Regular expressions (RegEx) are an art of expression language to search for patterns in text and files. They can be used to find and replace text, analyze data, validate input, perform searches, and more. In simple terms, they are a filter criterion that can be used to analyze and manipulate strings. They are available in various programming languages and programs and are used in many different ways and functions.

A regular expression is a sequence of letters and symbols that form a search pattern. In addition, regular expressions can be created with patterns called metacharacters. Meta characters are symbols that define the search pattern but have no literal meaning. We can use it in tools like grep or sed or others. Often regex is implemented in web applications for the validation of user input.

Grouping

Among other things, regex offers us the possibility to group the desired search patterns. Basically, regex follows three different concepts, which are distinguished by the three different brackets:

Grouping Operators

  1. (a) - The round brackets are used to group parts of a regex. Within the brackets, you can define further patterns which should be processed together.
  2. [a-z] - The square brackets are used to define character classes. Inside the brackets, you can specify a list of characters to search for.
  3. {1,10} - The curly brackets are used to define quantifiers. Inside the brackets, you can specify a number or a range that indicates how often a previous pattern should be repeated.
  4. | - Also called the OR operator and shows results when one of the two expressions matches
  5. .* - Also called the AND operator and displayed results only if both expressions match

Suppose we use the OR operator. The regex searches for one of the given search parameters. In the next example, we search for lines containing the word my or false. To use these operators, you need to apply the extended regex using the -E option in grep.
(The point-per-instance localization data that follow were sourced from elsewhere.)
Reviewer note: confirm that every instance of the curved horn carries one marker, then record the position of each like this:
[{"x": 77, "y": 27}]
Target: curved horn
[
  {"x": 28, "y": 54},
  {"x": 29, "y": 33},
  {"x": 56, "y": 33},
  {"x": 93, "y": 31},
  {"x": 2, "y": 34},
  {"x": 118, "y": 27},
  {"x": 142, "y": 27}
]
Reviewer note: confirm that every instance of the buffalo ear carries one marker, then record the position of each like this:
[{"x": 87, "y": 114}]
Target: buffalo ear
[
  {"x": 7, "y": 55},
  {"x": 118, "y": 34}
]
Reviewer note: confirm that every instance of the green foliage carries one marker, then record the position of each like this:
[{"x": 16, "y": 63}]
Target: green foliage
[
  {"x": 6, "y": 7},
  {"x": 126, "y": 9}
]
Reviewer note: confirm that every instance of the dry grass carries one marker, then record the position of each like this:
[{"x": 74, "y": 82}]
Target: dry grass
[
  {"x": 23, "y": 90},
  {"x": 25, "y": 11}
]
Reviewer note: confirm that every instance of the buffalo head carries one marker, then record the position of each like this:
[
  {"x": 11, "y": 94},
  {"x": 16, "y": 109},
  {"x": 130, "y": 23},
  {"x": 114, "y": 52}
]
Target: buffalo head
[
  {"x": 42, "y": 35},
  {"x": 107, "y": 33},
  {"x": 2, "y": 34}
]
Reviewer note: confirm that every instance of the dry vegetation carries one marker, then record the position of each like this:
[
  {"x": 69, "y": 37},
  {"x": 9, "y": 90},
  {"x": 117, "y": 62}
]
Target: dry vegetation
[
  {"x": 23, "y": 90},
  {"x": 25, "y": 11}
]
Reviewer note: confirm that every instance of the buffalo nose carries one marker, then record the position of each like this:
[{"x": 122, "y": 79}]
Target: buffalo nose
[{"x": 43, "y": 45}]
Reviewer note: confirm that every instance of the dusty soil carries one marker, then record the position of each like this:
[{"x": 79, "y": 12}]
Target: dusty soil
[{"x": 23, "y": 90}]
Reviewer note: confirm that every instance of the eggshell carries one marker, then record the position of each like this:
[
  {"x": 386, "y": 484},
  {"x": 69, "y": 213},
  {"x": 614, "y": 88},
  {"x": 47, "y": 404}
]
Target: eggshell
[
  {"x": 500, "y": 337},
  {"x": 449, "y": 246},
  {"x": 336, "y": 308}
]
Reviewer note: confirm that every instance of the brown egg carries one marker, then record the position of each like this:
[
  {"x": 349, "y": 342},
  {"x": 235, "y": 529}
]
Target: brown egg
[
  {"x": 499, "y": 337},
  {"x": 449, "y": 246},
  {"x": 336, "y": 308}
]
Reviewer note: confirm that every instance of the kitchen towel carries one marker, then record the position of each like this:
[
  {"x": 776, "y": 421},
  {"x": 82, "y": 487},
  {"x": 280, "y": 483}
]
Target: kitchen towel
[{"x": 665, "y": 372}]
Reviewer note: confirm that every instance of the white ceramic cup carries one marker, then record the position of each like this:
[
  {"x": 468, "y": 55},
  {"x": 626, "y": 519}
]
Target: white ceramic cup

cry0l1t3@htb:~$ grep -E "(my|false)" /etc/passwd

lxd:x:105:65534::/var/lib/lxd/:/bin/false
pollinate:x:109:1::/var/cache/pollinate:/bin/false
mysql:x:116:120:MySQL Server,,:/nonexistent:/bin/false

Since one of the two search parameters always occurs in the three lines, all three lines are displayed accordingly. However, if we use the AND operator, we will get a different result for the same search parameters.

cry0l1t3@htb:~$ grep -E "(my.*false)" /etc/passwd

mysql:x:116:120:MySQL Server,,:/nonexistent:/bin/false

Basically, what we are saying with this command is that we are looking for a line where we want to see both my and false. A simplified example would also be to use grep twice and look like this:

cry0l1t3@htb:~$ grep -E "my" /etc/passwd | grep -E "false"

mysql:x:116:120:MySQL Server,,:/nonexistent:/bin/false

Here are some optional tasks to practice regex that can help us to handle it better and more efficiently. For all exercises, we will use the /etc/ssh/sshd_config file on our Pwnbox instance.

  • Show all lines that do not contain the # character.
  • Search for all lines that contain a word that starts with Permit.
  • Search for all lines that contain a word ending with Authentication.
  • Search for all lines containing the word Key.
  • Search for all lines beginning with Password and containing yes.
  • Search for all lines that end with yes.